A toglier questi pertanto stabilirono alcune regole per gli studj, e per la letteratura Italiana universale; e diedero a queste espresso consenso Dante, Petrarca, Ariosto, e gli altri primarj insieme co’ Greci, e Latini. Voi le troverete al fine di questa mia lettera.

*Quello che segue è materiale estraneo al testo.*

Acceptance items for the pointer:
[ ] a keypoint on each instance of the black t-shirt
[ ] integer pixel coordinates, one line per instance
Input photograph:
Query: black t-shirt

Frattanto, Arcadi illustri, io vi prego e scongiuro, per la comune carità della Patria, e della Poetica, che vogliate con l’autorità del vostro gravissimo tribunale dar forza a queste leggi, e promovere fermamente la integrità, e la gloria dell’italica Poesia, che in voi tutta s’appoggia, e spera. Incitate e ravvivate tante anime copiatrici, e servili; imponete silenzio a tante altre gelate, insensibili, e morte ad ogni pittorica Scena, ad ogni immagine splendida, ad ogni nobile, e ardente affetto, ad ogni nuova felice ardita finzione; dannate infine, e flagellate tanti abusi funesti, che tutta guastano la bellezza della vostra lingua, e degl’ingegni nati tra voi a gran cose. Siete pur Voi Mallevadori ed Arbitri del Buongusto in Roma, Voi dittatori del Parnaso Italiano, Voi che per instituto provveder dovete, che la Repubblica delle lettere detrimento alcuno non prenda, e bandir, come veri Romani, ed arruolare, ed in campo mostrarvi, qual facevasi anticamente al sorgere guerra più minacciosa, che col nome chiamavasi di Gallico Tumulto. Voi dunque rendete utile il [p. 64 modifica]mio zelo, e quello de’ Padri vostri Greci, e Latini, e non soffrite, che tante ombre gravissime abbiano sentenziato, e che sin d’oltre Lete, ed Acheronte abbian mandato indarno soccorso alla vostra Poesia. State sani.